Morre Luis Fernando Veríssimo, mestre do humor e da crônica brasileira, aos 88 anos
O Brasil perdeu, neste sábado (30), um de seus maiores escritores contemporâneos. Luis Fernando Veríssimo, cronista, romancista, tradutor e um dos mestres do humor nacional, morreu aos 88 anos em Porto Alegre (RS). Ele estava internado desde o dia 11 de agosto no Hospital Moinhos de Vento, em decorrência de complicações de uma pneumonia.
A notícia provocou forte comoção em todo o país. Diversos artistas, escritores e personalidades se manifestaram nas redes sociais. A atriz Fernanda Montenegro definiu Veríssimo como “um farol de lucidez e leveza na literatura brasileira”. Já o músico Chico Buarque lembrou que o escritor foi “um cronista da alma brasileira, que soube rir de nós mesmos sem nunca perder a ternura”. O também escritor Mario Prata destacou a generosidade do colega: “Ele nos ensinou que o humor é, acima de tudo, humanidade”.
Legado de um cronista popular
Filho do também escritor Erico Verissimo, Luis Fernando construiu uma obra marcada pela leveza e pelo olhar irônico sobre o cotidiano.
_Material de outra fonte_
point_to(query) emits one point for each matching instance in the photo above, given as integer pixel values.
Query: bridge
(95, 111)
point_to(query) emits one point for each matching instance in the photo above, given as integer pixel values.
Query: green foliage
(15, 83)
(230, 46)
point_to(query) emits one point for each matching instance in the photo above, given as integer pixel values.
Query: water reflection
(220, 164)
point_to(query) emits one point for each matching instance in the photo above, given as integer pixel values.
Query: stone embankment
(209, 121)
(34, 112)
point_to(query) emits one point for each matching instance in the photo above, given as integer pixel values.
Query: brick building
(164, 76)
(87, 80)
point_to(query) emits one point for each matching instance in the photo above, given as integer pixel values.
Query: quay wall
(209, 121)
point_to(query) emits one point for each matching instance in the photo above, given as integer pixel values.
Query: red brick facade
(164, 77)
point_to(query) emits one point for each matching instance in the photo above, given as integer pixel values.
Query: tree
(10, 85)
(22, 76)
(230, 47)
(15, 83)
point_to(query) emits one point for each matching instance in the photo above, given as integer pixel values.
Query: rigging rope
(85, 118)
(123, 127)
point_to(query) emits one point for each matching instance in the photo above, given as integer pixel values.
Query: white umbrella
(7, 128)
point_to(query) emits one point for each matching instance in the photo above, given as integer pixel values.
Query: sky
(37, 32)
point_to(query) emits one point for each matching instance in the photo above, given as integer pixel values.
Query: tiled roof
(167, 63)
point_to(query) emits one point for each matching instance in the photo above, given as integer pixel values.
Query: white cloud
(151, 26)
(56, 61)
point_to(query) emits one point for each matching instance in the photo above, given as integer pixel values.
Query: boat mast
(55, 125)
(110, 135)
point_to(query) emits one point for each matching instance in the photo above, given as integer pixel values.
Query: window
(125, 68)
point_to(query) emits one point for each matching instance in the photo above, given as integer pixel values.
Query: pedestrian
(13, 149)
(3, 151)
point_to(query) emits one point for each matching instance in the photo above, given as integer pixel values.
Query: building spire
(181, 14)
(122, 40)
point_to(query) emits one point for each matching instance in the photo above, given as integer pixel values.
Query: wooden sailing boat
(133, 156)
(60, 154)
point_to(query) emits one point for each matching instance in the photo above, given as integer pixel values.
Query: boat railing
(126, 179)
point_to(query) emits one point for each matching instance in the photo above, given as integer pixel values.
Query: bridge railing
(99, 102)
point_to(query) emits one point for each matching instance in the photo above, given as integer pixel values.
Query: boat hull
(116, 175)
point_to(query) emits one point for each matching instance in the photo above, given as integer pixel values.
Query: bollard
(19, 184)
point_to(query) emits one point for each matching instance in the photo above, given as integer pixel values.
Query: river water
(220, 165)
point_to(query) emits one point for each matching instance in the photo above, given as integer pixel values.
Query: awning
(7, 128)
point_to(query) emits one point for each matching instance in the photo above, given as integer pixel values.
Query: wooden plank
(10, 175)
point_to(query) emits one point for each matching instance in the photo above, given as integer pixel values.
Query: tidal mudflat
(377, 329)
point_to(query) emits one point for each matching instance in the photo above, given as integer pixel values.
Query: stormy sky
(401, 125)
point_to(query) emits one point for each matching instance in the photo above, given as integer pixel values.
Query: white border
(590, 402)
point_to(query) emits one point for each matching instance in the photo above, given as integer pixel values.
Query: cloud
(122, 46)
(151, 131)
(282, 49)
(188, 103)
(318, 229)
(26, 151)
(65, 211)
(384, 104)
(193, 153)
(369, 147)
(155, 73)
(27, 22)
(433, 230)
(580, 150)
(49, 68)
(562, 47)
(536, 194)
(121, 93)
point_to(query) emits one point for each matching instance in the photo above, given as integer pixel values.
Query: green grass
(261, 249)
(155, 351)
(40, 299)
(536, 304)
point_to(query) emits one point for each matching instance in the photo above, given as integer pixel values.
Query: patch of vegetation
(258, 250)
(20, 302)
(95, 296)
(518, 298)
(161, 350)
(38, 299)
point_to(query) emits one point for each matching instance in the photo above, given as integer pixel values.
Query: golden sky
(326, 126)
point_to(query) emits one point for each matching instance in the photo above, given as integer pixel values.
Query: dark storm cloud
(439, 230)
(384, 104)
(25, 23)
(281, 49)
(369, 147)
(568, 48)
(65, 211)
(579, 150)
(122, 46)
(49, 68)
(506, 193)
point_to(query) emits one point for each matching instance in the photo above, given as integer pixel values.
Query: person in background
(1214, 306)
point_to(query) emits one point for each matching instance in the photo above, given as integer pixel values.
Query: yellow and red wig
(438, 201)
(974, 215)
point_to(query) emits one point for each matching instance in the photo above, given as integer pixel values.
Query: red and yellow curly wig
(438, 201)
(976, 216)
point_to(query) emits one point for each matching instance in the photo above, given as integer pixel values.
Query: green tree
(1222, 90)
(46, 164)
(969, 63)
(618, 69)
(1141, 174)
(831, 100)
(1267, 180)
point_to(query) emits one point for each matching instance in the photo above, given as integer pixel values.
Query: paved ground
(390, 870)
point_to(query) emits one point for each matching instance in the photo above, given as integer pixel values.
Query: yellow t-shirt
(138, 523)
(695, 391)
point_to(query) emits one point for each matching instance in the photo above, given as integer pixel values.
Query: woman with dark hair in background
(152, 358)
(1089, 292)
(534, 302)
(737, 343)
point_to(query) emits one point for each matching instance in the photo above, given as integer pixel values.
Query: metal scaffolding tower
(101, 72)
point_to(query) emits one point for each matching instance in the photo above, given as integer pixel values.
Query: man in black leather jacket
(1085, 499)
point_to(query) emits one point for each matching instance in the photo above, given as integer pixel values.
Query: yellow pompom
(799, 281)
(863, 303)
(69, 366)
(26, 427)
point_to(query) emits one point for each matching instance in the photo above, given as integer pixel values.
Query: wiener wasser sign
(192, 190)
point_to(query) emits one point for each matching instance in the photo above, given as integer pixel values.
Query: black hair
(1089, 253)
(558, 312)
Com estilo direto e acessível, foi capaz de transformar situações corriqueiras em literatura de alta qualidade, conquistando leitores de todas as idades.
Entre suas obras mais conhecidas estão “O Analista de Bagé”, clássico do humor brasileiro publicado em 1981; “As Mentiras que os Homens Contam” (2000), coletânea de crônicas; e a série “Comédias da Vida Privada”, que virou sucesso de televisão na década de 1990. Além dos livros, suas crônicas publicadas em jornais de circulação nacional marcaram gerações e ajudaram a consolidar seu nome como um dos mais queridos cronistas do país.
Veríssimo também foi músico e cartunista, ampliando sua contribuição cultural. Sua escrita, no entanto, é considerada o centro de sua herança, sempre pautada pela ironia fina, pelo humor inteligente e pela crítica social sem perder a leveza.
Repercussão nacional
A morte do escritor foi lamentada por instituições culturais, editoras e pelo meio acadêmico. A Academia Brasileira de Letras publicou nota de pesar, classificando-o como “um dos maiores cronistas da língua portuguesa”. Leitores também inundaram as redes com trechos de suas crônicas e lembranças pessoais ligadas às obras.
Luis Fernando Veríssimo deixa esposa, filhos, netos e uma obra vasta que permanece viva no imaginário brasileiro. Seu legado é o de um escritor que soube fazer rir, pensar e emocionar – transformando o simples cotidiano em literatura universal.